After January's dramatic rise, the FTSE 100 settled into a steadier month in February, gaining 85 points to reach 6,361. The index of the UK's biggest companies did pop its head over the 6,400 parapet on 29 February, but it has yet to close above that level.
A number of the FTSE 100's constituents have soundly beaten the average during February, and some of them will surely go on to even better things. Here are five that have risen, and which might still be good value:
Legal & General
The insurance sector has been making a bit of a comeback, and Legal & General Group (LSE: LGEN) has done well along with the rest of it. The shares gained a relatively modest 8p (5.3%) during February to reach 160p, but that adds up to a rise of more than 30% over the past 12 months.
Full-year results are due next week, and they look like they should be good. The City is forecasting a 13% rise in earnings per share, and that puts the shares on a relatively modest price-to-earnings (P/E) ratio of 11. There's also a dividend yield of 4.7% expected, topping two previous years of dividend rises, and it's likely to be around twice covered. There could still be more to come from the shares.
Shares in Rolls-Royce Holdings (LSE: RR) climbed 82p (8.7%) to 1,028p, taking them up more than 25% over the past 12 months. Full-year results released on 14 February showed revenue up 8% to £12.2 billion, pre-tax profit up 24% to £1.4 billion, and earnings per share up 22% to 59.27p. That resulted in an 11% dividend lift to 19.5p per share.
Since then, Rolls-Royce has announced a new $40 million contract to provide "equipment and related services to power the flow of natural gas through the Uzbekistan section of the Turkmenistan-China natural gas pipeline".
Forecasts for 2013 put the shares on a P/E of 15.5, which is not high for a quality company, and there's a further dividend hike expected, to yield 2.1%.
ISAs, SIPPs, stockbroking... it's all added up to a great month for Hargreaves Lansdown (LSE: HL), whose share price powered up a whopping 176p (25%) to 867p in February -- and that's on top of a strong year that has seen the price nearly double.
On 6 February, first-half results showed record revenue of £140 million, up 24%, with pre-tax profit up 30% to a record £93.7 million.

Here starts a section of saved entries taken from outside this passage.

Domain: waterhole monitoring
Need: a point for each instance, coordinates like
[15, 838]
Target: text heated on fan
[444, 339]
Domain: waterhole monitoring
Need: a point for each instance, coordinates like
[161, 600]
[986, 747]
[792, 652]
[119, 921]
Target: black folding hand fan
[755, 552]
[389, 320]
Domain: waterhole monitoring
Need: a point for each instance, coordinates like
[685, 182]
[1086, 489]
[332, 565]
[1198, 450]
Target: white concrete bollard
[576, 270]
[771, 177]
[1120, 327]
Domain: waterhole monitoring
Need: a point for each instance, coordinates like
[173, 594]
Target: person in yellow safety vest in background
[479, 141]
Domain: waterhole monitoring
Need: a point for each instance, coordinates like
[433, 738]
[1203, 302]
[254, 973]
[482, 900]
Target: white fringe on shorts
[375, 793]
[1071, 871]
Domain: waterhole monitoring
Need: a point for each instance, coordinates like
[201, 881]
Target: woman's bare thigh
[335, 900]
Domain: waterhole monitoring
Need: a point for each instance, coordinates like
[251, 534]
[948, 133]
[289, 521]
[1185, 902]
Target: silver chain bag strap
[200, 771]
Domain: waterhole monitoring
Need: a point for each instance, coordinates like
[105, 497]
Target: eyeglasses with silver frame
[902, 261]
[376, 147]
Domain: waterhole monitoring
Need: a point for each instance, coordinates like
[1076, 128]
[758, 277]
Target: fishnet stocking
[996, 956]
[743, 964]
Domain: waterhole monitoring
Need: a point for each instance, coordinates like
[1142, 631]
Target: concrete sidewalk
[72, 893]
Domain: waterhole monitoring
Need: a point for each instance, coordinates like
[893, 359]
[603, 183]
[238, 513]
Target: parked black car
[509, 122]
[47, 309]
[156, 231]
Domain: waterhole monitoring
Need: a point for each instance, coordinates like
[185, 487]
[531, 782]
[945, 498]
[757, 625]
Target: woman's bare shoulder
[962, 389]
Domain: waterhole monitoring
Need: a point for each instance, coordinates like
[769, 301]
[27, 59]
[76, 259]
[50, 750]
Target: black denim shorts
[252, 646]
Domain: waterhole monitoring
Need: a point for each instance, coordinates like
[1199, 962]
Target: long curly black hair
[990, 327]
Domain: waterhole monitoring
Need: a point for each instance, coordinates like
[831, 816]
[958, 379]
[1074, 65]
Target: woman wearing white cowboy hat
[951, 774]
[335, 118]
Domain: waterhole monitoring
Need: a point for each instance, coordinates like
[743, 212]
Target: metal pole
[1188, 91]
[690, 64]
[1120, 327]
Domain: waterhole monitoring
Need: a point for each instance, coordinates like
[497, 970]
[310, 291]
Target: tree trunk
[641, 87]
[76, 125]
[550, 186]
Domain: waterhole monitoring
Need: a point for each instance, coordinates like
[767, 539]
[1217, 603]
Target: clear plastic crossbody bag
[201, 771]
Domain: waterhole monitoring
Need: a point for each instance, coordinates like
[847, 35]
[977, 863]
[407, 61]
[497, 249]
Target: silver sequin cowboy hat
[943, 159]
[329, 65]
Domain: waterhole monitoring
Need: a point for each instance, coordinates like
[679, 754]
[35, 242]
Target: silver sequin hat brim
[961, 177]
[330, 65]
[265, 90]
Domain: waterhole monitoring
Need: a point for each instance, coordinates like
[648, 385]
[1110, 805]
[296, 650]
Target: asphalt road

The firm now has £30.4 billion in assets under administration -- and yes, that's also a new record.
Forecasts for the full year suggest a 25% rise in earnings per share, but that does put the shares on a prospective P/E of 28, which is about twice the long-term FTSE average -- many will see that as a bit pricey.
ITV (LSE: ITV) shares had a good February, rising 9.5p (8.2%) to 124p. In addition, you would have had become eligible for a final dividend of 1.8p per share (for a full-year total of 2.6p, and a yield of 2%), plus a special dividend of 4p per share, after the broadcaster revealed 2012 results on Wednesday.
While some companies dependent on traditional advertising revenues have struggled, ITV's mix of TV with digital, online and interactive media is reaping rewards. Even with the shares having gained 45% over the past 12 months, 2012 earnings per share put them on a P/E of 13, and forecasts for 2013 and 2014 drop that ratio to 12 and 11 respectively.
Shares in aerospace and defence engineer BAE Systems (LSE: BA) gained a modest 15p (4.4%) to 355p during February, so why am I including the company here? Well, in addition to BAE being a constituent of the Fool's Beginners' Portfolio, that rise is still a decent one-month performance. And there is also a final dividend of 11.7p per share to be added, announced with full-year results on 21 February, making a full-year payout of 19.5p per share for a 5.7% yield.
Although 2012 operating profit fell 6% to £1.9 billion, underlying earnings per share of 38.9p puts the shares on a P/E of only 9.1, and that falls to 8.3 based on forecasts for 2013 -- the company told us it anticipates modest growth this year.
Finally, all of these companies pay dividends, and that can make a huge difference to the long-term value of a portfolio. Whether you take the income to live on or reinvest it in more shares, there's nothing wrong with good old cash, whatever your strategy.